Comparison of siRNA knockdown analyses of CMV-promoter driven GFP-silent reporter cell populations that were selected based on sensitivity to reactivation by an HDAC inhibitor or a DNMT inhibitor. TSA-selected reporter cells (denoted HeLa TI) were compared with 5-azaC-selected reporter cells (denoted HeLa AI) to assess the contribution of the selection process to the epigenetic factor set identified by siRNA screening. The reporter cells were transfected with the indicated siRNAs (pools of four independent siRNAs per target), along with negative controls, siControl (Dharmacon non-targeting siRNA control) and GAPDH siRNA.

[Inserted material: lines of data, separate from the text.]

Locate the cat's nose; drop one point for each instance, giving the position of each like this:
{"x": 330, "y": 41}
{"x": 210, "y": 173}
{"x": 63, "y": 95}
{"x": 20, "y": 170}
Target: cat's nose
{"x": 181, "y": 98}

Analysis of Histone Modifications at the Silent Promoter
The siRNA-based knockdown approach identified a candidate factor network, based on their apparent essential roles in silencing maintenance. To investigate the mechanisms of factor cooperativity, and the apparent lack of functional redundancy, we initiated studies to detect alterations in the chromatin status of the reporter gene after knockdown of factors. We began by determining if repressive histone modification signatures corresponding to the activities of the identified histone-modifying enzymes, KMT1E and KMT5C (as well as HDAC1), were associated with chromatin at the silent GFP reporter gene promoter. Using ChIP analysis, we characterized both the histone modification status and engagement of the transcriptional apparatus at the GFP gene promoter in GFP-silent HeLa reporter cell populations (Fig. 6A). As a control, we analyzed the resident GAPDH gene promoter, which is transcriptionally active in HeLa cells. The results showed very low levels of RNA pol II occupancy at the silent GFP promoter and transcriptional start site (TSS), as compared with the active GAPDH promoter. Histone H3 and H4 N-terminal tail acetylation (H3ac/H4ac) was also reduced at the GFP promoter/TSS as compared with the GAPDH promoter, a pattern characteristic of epigenetic silencing. The hypoacetylation pattern at the GFP promoter/TSS is also consistent with the functional role in silencing detected for HDAC1 in this system. The promoter region of the silent GFP reporter was also enriched for the repressive H3K9me3 and H4K20me3 marks, as compared with the GAPDH promoter. These marks correspond with the predicted enzymatic activities of KMT1E and KMT5C, respectively. The ChIP results, therefore, strongly support the functional roles detected for these enzymes in the siRNA screen.
FIGURE 6.
Analysis of specific roles for CHAF1A and KMT1E in maintenance of repressive histone marks on the reporter gene promoter region. A, reporter cells harboring the silent GFP gene under control of the CMV promoter were used for ChIP analysis (see “Experimental Procedures”). The indicated antibodies were used to detect RNA pol II (Pol2) or histone modifications. The modification profiles tested correspond to the activities of HDACs, KMT1E, and KMT5C as detected in the siRNA functional screen. ChIP DNA material was quantitated by real-time PCR using primers corresponding to the GAPDH promoter (GAPDHp), the GFP CMV promoter (GFPp), or the GFP transcriptional start site (GFPtss). The y axis indicates the ratio of DNA to total input DNA. B, a ChIP assay was performed to measure changes in the levels of two major repressive histone marks (H3K9me3 and H4K20me3), two histone activation mark sets (histone H3 and H4 N-terminal tail acetylation, H3ac and H4ac), and RNA pol II occupancy, at the reporter gene promoter and transcriptional start site regions after KMT1E, CHAF1A siRNA knockdown or TSA treatment. HeLa cells were transfected with the indicated siRNAs (vertical text) for 72 h or treated with TSA for 8 h, then were cross-linked for the ChIP assay. Antibodies are indicated below as horizontal text. The y axis indicates the ratio to non-treated cells. C, the evidence for an S-specific role of CHAF1 (CAF-1 p150) in epigenetic silencing. Control (cycling cells) and aphidicolin-arrested GFP-silent reporter cells were treated with the indicated siRNAs for 24 h. GFP reactivation was measured after another 48 h.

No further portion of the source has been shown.